Written on Saturday 16th May 2009
These two books making up Vol 3 give a total of 280 WW1 and 30 WW2 biographies of those men (and a few no less deserving women) who, whilst in many cases only remotely connected to Boston, Dr Hunt considered worthy of commemoration as having served King and Country in whatever capacity in two world wars. The breadth of his research is amazing. These include surviving and lost war memorials, which are described and where possible photographed, service and regimental records from home and overseas resources, census returns, contemporary newspaper accounts, letters of friends, comrades in battle and relations.
The resulting biographies include constant surprises. In 1915 Herbert Angrave 'received three days Field Punishment no. 2 for being absent without leave'; on the evening before he boarded the steam trawler Fijian for his final voyage Bertie Biggadike went to a whist drive with his friend Alfred Follows; and, in 1912, Alexander Crawford hit 52 runs playing for Nottinghamshire CC in a match against the Australians.
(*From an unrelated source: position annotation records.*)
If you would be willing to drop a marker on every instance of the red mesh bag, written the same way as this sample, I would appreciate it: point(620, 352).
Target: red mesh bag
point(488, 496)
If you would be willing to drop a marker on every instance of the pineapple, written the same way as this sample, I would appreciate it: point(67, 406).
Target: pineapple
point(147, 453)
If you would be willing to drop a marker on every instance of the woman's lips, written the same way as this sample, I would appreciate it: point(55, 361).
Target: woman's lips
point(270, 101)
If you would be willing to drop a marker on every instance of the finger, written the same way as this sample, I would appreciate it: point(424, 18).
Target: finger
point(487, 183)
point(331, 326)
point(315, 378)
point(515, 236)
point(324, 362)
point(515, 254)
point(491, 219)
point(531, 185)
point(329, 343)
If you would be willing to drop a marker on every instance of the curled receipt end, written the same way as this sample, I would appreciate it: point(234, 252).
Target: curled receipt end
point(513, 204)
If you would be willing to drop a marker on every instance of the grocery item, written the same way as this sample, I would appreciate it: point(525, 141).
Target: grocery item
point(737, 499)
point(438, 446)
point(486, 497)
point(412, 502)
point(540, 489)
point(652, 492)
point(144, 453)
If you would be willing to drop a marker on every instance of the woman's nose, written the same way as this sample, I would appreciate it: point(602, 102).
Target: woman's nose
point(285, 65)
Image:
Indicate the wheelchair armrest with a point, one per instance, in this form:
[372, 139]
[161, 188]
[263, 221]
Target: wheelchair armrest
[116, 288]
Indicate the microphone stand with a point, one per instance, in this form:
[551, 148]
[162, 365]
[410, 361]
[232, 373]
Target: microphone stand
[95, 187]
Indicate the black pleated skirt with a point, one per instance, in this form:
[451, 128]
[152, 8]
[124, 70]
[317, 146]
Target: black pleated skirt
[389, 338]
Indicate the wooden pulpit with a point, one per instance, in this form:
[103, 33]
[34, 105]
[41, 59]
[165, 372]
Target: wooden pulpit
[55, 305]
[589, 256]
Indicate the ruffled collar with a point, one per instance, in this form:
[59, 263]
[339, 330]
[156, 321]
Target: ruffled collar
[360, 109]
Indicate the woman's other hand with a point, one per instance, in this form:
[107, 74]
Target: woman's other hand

Overarching both books are descriptions of death in its myriad of wartime forms. Whilst the 'over-the-tops' such as those on the Somme and Aisne rivers and at Passchendaele are well-known for their carnage less well-known are such actions as that mounted against the Hohenzollern Redoubt in October 1915. There schoolmaster Edgar Dawson of the 1st/5th Battalion of the Lincolnshire regiment was one of 23 officers and 850 men who left the trenches and who discovered the next day that only 1 officer and 110 men were left fit to answer roll cal! Other less expected but often present dangers were shells (which must in WW1 have made every minute at the Front a terrifying ordeal), mines (at sea and on land), the ever-present sniper, gas, disease, drowning (usually in the north Sea but in two cases in the Witham), anti-aircraft guns and Messerschmidt fighters. Following the death of 8 Bostonians in a massive mine explosion in April 1916 Private James Walker informed his parents that "some don't realise what war is" - after reading Dr Hunt's books everyone should have a pretty good idea.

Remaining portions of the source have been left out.